Bedtime habbits that ruin sleep
Jul 14th, 2008
Bedtime habits that are ruining your sleep by Marie Claire. If you're having trouble falling asleep, you're in good company. An estimated 65% of Americans said they encounter sleep problems a few nights each week, according to a recent study by the National Sleep Foundation. Sleeping too little is linked with an increased risk for obesity and depression.
1) Setting a Bright Alarm Clock -- The looming glare of your alarm clock can be distracting when trying to sleep. The goal is to have as dark a room as possible. Block the bright numbers with a book or consider buying a small travel clock. Your cell phone alarm may also do the trick.
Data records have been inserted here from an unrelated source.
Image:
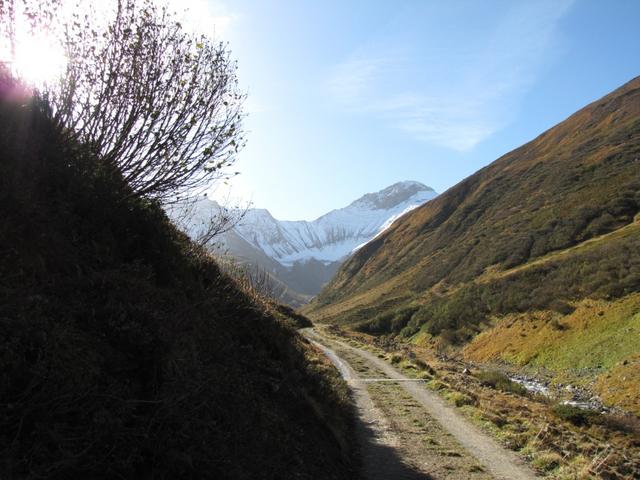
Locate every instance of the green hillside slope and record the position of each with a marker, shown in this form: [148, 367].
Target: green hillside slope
[538, 230]
[125, 352]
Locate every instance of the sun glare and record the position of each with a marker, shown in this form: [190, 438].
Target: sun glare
[39, 59]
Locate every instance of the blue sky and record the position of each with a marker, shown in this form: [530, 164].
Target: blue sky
[348, 97]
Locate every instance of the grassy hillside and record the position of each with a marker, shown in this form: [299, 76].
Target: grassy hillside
[125, 352]
[535, 233]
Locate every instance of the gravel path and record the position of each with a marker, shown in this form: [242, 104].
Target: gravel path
[389, 443]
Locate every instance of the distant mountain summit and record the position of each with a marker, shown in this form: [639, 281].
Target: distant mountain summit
[304, 255]
[335, 235]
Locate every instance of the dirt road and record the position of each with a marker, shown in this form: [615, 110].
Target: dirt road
[407, 431]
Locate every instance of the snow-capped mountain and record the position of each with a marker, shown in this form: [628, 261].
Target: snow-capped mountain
[304, 255]
[335, 235]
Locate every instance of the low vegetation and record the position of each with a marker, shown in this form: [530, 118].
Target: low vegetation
[560, 441]
[500, 381]
[125, 351]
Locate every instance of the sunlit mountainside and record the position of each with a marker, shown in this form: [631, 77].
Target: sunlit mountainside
[545, 241]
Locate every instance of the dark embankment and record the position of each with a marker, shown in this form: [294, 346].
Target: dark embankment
[124, 352]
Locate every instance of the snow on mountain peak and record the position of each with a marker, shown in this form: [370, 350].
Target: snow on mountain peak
[392, 196]
[336, 234]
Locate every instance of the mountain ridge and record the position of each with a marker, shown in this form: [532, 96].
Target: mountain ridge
[304, 255]
[545, 230]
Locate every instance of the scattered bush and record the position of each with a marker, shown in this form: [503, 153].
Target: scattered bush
[499, 381]
[460, 399]
[575, 415]
[547, 461]
[396, 358]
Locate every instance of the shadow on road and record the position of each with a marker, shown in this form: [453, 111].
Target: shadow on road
[382, 462]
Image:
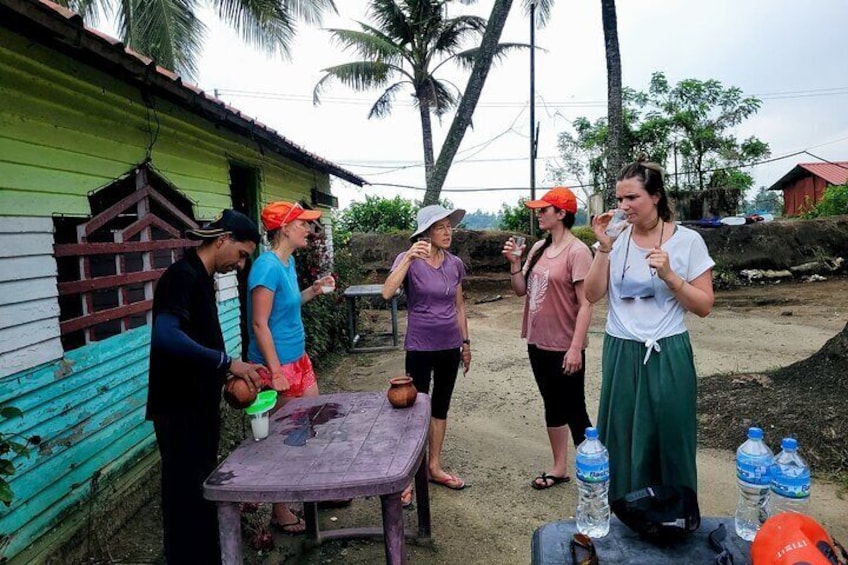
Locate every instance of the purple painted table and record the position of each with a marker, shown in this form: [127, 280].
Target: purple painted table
[330, 447]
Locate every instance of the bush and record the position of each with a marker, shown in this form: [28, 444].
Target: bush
[325, 317]
[377, 214]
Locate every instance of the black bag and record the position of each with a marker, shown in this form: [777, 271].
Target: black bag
[661, 514]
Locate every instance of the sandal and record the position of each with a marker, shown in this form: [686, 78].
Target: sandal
[291, 528]
[546, 481]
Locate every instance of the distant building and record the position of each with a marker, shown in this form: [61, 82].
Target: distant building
[804, 186]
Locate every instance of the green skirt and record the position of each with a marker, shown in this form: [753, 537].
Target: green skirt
[647, 417]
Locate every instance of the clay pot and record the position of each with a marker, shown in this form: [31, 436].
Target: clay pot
[238, 394]
[402, 393]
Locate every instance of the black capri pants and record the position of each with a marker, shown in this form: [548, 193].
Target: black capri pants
[443, 366]
[563, 395]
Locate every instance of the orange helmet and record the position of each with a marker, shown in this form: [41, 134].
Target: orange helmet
[790, 538]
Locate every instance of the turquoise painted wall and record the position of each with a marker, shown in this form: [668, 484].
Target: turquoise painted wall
[89, 411]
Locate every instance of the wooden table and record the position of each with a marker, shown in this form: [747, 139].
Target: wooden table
[330, 447]
[550, 545]
[369, 291]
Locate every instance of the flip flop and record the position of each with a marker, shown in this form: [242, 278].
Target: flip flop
[286, 528]
[450, 481]
[544, 478]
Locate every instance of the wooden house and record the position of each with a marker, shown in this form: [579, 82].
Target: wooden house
[105, 160]
[804, 186]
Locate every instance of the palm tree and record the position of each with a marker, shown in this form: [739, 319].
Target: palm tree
[170, 32]
[405, 48]
[615, 119]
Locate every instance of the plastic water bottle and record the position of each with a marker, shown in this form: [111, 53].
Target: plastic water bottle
[790, 481]
[753, 461]
[593, 486]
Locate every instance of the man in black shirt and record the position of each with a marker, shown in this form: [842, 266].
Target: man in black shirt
[188, 368]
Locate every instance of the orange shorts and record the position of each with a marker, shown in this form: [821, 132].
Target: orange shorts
[300, 376]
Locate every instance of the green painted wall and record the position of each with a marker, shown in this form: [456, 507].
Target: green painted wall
[67, 129]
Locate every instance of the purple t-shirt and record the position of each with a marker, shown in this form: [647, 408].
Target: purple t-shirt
[431, 304]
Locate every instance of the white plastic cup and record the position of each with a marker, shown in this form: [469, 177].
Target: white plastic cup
[328, 288]
[517, 244]
[617, 224]
[260, 423]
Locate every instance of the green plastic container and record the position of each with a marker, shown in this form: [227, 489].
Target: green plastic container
[265, 400]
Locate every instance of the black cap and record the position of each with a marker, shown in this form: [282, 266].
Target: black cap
[230, 222]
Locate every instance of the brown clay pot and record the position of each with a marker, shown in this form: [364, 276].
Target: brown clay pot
[237, 393]
[402, 392]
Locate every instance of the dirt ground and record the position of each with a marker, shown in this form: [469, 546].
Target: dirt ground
[496, 438]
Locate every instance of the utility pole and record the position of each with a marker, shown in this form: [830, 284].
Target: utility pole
[533, 132]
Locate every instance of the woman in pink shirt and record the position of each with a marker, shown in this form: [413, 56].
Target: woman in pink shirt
[556, 321]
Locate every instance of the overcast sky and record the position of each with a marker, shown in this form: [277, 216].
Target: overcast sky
[789, 53]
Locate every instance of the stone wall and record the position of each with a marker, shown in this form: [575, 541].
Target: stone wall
[774, 245]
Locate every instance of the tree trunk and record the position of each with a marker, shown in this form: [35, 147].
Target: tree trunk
[462, 119]
[427, 138]
[615, 157]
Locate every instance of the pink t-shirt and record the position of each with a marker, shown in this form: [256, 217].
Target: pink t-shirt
[550, 308]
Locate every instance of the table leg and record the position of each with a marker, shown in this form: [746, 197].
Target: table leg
[422, 499]
[310, 514]
[394, 321]
[229, 531]
[393, 529]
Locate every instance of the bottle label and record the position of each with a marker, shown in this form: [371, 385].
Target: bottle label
[593, 472]
[791, 487]
[753, 470]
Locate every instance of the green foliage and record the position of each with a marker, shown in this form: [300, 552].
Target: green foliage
[689, 126]
[585, 234]
[325, 317]
[378, 214]
[834, 202]
[516, 218]
[10, 447]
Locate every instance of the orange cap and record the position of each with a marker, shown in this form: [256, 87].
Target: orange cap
[790, 538]
[559, 196]
[278, 214]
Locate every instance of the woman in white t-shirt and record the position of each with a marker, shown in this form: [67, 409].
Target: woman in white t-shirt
[653, 272]
[555, 324]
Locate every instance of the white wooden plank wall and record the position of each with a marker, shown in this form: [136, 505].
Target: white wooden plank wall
[29, 306]
[226, 287]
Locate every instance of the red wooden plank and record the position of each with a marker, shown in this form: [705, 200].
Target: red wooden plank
[148, 220]
[171, 208]
[112, 211]
[82, 322]
[77, 249]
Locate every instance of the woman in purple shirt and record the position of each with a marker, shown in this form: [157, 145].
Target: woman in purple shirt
[437, 330]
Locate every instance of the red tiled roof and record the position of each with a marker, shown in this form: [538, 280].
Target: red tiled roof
[50, 21]
[835, 173]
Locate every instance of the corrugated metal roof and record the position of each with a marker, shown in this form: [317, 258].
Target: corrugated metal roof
[835, 172]
[65, 29]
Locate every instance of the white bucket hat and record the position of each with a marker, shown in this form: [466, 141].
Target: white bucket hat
[429, 215]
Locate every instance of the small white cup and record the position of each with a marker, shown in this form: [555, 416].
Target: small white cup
[617, 224]
[327, 288]
[517, 244]
[260, 423]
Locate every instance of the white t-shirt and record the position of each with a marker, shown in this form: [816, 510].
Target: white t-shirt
[641, 306]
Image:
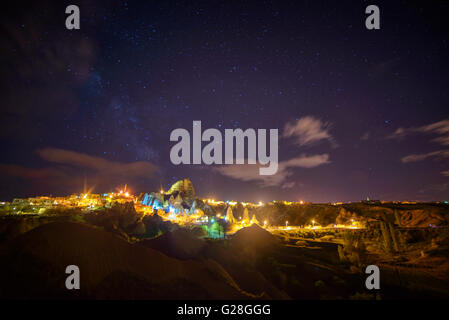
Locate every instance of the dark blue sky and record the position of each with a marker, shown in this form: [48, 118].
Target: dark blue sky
[99, 103]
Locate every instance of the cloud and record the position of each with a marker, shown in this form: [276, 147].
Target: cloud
[309, 130]
[440, 128]
[71, 168]
[250, 172]
[423, 156]
[97, 164]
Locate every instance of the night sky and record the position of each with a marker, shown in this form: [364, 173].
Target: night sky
[360, 113]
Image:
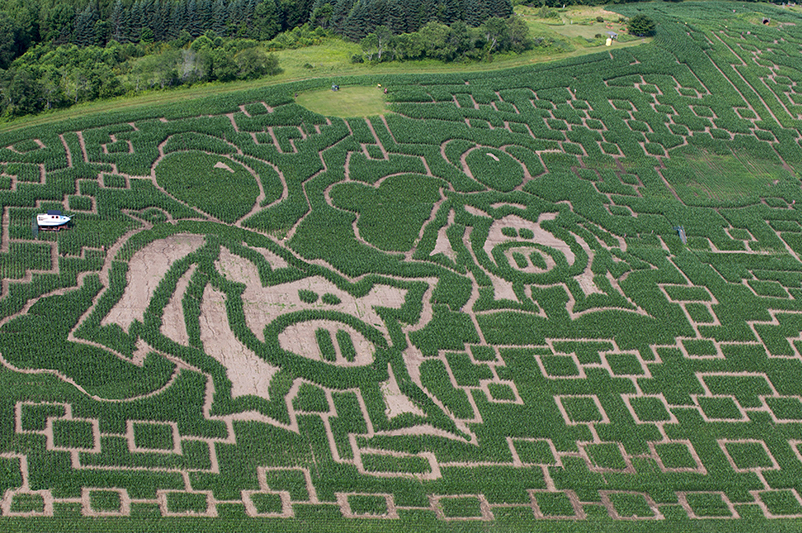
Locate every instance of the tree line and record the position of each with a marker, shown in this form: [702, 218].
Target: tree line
[449, 43]
[25, 23]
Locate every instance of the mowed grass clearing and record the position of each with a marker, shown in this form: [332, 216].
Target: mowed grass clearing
[348, 102]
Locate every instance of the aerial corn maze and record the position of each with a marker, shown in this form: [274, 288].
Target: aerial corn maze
[563, 297]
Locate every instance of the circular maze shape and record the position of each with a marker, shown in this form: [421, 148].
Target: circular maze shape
[214, 184]
[494, 168]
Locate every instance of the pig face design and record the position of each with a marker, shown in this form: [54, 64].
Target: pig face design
[258, 321]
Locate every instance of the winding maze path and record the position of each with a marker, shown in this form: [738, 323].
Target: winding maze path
[477, 307]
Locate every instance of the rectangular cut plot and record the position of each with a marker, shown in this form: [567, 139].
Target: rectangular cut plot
[186, 503]
[462, 507]
[783, 503]
[267, 504]
[534, 452]
[748, 455]
[581, 409]
[629, 505]
[606, 457]
[367, 505]
[556, 505]
[707, 504]
[676, 456]
[105, 502]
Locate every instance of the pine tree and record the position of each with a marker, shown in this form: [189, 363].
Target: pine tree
[135, 26]
[175, 22]
[448, 11]
[340, 13]
[158, 21]
[266, 20]
[354, 26]
[205, 15]
[116, 20]
[219, 13]
[193, 24]
[394, 17]
[499, 8]
[84, 31]
[410, 9]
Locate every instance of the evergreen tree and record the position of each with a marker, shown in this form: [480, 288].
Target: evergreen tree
[159, 21]
[116, 20]
[178, 21]
[448, 11]
[193, 23]
[340, 13]
[499, 8]
[394, 17]
[354, 26]
[205, 15]
[219, 13]
[266, 20]
[84, 32]
[135, 25]
[410, 9]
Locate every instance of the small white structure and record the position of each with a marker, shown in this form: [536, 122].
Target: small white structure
[52, 221]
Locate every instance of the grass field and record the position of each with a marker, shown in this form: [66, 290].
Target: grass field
[332, 58]
[558, 297]
[352, 101]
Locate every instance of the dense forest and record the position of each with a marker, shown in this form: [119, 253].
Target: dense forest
[25, 23]
[56, 53]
2)Counting Sheep -- When you just can't fall asleep, it's useless to stay in bed. If you've been trying to fall asleep for more than 30 minutes, the National Sleep Foundation suggests doing something mundane, like balancing a checkbook, reading or watching TV. An activity that demands marginal brainpower will lull your mind. Before you know it, you'll be crawling back into bed genuinely tired.
3) Exercising Late at Night -- Daytime workouts will keep you invigorated for hours. That's why you don't want to exercise within three hours of hitting the sack. Intense physical activity raises your body temperature and pumps your energy level, both interrupt a calm transition into sleep.